In anticipation of starting the Phase II component of this study, we continue to add sites. The most recent additions are The Sidney Kimmel Comprehensive Cancer Center at Johns Hopkins in Baltimore, the Fred Hutchinson Cancer Research Center in Seattle, and US Oncology's Willamette Valley Cancer Institute in Eugene, Oregon. We have planned for a seamless transition into Phase II, and we'll include additional sites in the U.S. as well as expansion into Europe.

With the strong support from our investigators, enrollment for the 300-milligram cohort has progressed rapidly. We expect to have data from this cohort, including 3-month scans in time for ASH in December and look forward to presenting a full update then.

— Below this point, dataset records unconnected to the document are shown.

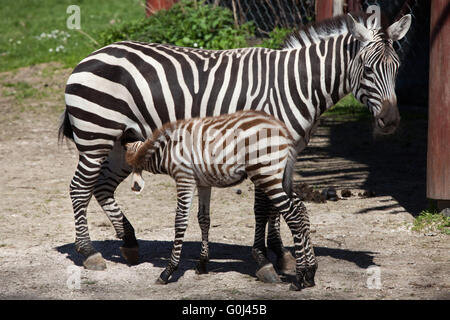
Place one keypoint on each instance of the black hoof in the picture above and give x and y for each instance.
(268, 274)
(286, 263)
(304, 278)
(295, 286)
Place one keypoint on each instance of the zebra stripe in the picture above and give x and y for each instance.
(125, 91)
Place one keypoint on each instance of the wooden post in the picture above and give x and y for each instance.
(152, 6)
(438, 155)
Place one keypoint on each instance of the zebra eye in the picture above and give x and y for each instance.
(368, 70)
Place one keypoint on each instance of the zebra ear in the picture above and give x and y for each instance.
(358, 30)
(399, 29)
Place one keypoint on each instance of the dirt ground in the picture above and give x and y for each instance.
(350, 236)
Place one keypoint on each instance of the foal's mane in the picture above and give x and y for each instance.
(314, 33)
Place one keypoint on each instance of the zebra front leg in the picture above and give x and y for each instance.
(114, 171)
(81, 189)
(311, 262)
(297, 221)
(306, 265)
(265, 272)
(285, 259)
(204, 198)
(185, 192)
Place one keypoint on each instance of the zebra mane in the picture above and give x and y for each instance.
(314, 33)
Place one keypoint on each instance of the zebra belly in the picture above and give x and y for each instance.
(220, 176)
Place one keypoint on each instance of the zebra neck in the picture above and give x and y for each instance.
(323, 73)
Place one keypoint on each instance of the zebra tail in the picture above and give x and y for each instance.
(136, 153)
(65, 128)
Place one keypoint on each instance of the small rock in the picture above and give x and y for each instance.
(346, 193)
(446, 212)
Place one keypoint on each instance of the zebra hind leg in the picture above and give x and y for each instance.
(265, 272)
(185, 192)
(114, 171)
(81, 189)
(204, 196)
(297, 220)
(285, 259)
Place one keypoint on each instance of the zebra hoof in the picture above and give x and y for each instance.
(95, 262)
(286, 263)
(268, 274)
(131, 255)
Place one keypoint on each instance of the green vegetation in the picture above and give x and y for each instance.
(431, 221)
(35, 31)
(188, 24)
(348, 108)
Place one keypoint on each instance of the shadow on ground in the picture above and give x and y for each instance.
(239, 257)
(393, 165)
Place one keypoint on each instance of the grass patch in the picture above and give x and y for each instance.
(347, 109)
(35, 31)
(432, 221)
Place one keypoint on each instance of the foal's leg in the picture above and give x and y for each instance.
(298, 223)
(204, 198)
(262, 207)
(185, 192)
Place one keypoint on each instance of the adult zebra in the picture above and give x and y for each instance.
(125, 90)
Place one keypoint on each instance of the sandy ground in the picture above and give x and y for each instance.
(365, 246)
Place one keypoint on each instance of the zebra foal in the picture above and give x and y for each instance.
(220, 152)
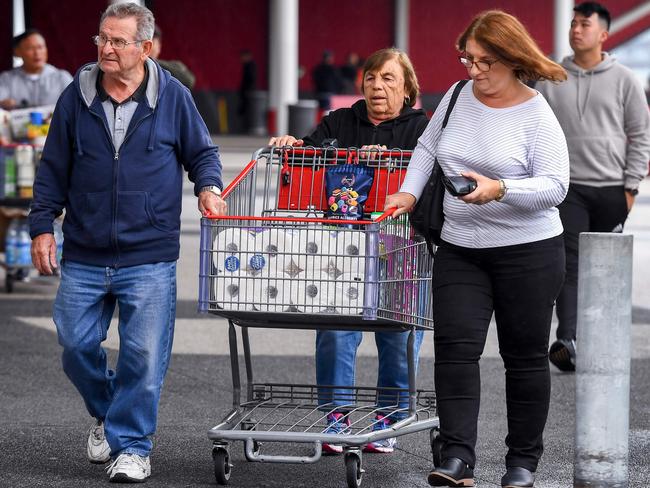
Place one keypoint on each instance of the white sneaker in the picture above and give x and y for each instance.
(97, 449)
(129, 468)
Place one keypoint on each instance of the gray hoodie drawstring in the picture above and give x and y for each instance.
(585, 103)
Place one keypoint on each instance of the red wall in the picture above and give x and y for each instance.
(209, 34)
(362, 26)
(67, 27)
(5, 34)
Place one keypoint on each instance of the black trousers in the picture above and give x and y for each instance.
(519, 284)
(585, 209)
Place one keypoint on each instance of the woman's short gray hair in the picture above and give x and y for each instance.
(377, 59)
(143, 16)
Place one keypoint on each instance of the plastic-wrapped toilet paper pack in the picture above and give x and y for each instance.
(272, 252)
(236, 292)
(350, 243)
(233, 247)
(274, 295)
(348, 295)
(311, 295)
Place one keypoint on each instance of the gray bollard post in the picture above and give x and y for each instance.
(603, 361)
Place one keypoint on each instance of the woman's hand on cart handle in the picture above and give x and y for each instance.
(44, 253)
(402, 201)
(211, 205)
(285, 140)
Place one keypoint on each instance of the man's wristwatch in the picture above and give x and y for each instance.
(214, 189)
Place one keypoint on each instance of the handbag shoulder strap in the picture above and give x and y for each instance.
(454, 96)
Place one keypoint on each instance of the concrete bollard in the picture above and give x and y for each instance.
(603, 361)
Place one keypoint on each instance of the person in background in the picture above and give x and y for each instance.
(350, 73)
(327, 81)
(502, 251)
(177, 68)
(120, 139)
(604, 114)
(36, 82)
(247, 84)
(385, 118)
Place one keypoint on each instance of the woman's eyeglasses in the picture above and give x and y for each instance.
(482, 65)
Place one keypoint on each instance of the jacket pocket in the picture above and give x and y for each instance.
(88, 223)
(136, 219)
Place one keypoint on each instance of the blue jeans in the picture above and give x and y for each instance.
(125, 399)
(336, 353)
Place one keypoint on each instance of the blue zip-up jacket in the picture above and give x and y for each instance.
(122, 207)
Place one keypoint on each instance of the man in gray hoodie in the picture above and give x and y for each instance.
(35, 82)
(603, 111)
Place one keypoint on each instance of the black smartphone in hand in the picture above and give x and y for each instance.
(459, 185)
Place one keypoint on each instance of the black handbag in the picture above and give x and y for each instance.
(427, 215)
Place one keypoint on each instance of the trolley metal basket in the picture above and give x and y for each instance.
(276, 261)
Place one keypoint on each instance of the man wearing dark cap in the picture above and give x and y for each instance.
(35, 82)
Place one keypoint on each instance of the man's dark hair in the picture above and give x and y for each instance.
(21, 37)
(589, 8)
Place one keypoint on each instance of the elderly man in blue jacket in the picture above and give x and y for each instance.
(120, 139)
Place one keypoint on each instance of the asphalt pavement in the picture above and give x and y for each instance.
(43, 421)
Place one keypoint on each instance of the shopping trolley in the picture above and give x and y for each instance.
(277, 261)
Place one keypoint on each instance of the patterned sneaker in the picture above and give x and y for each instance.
(384, 446)
(562, 354)
(129, 468)
(97, 448)
(337, 423)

I'd like to remind everyone that we prefer to target major medical meetings for detailed clinical update.

In summary, we are pleased with the progress we've made this year in study, execution and enrollment. The favorable safety profile of vecabrutinib so far is particularly noteworthy given that this reflects results of a multicenter trial with no drug-related serious adverse events experienced to date. With the safety pharmacokinetics and evidence of clinical activity presented thus far, we are looking forward to elaborating vecabrutinib's unique clinical profile as the selected BTK inhibitor as we complete the dose escalation and move into Phase II.

I will now turn the call over to Willie to review financial results.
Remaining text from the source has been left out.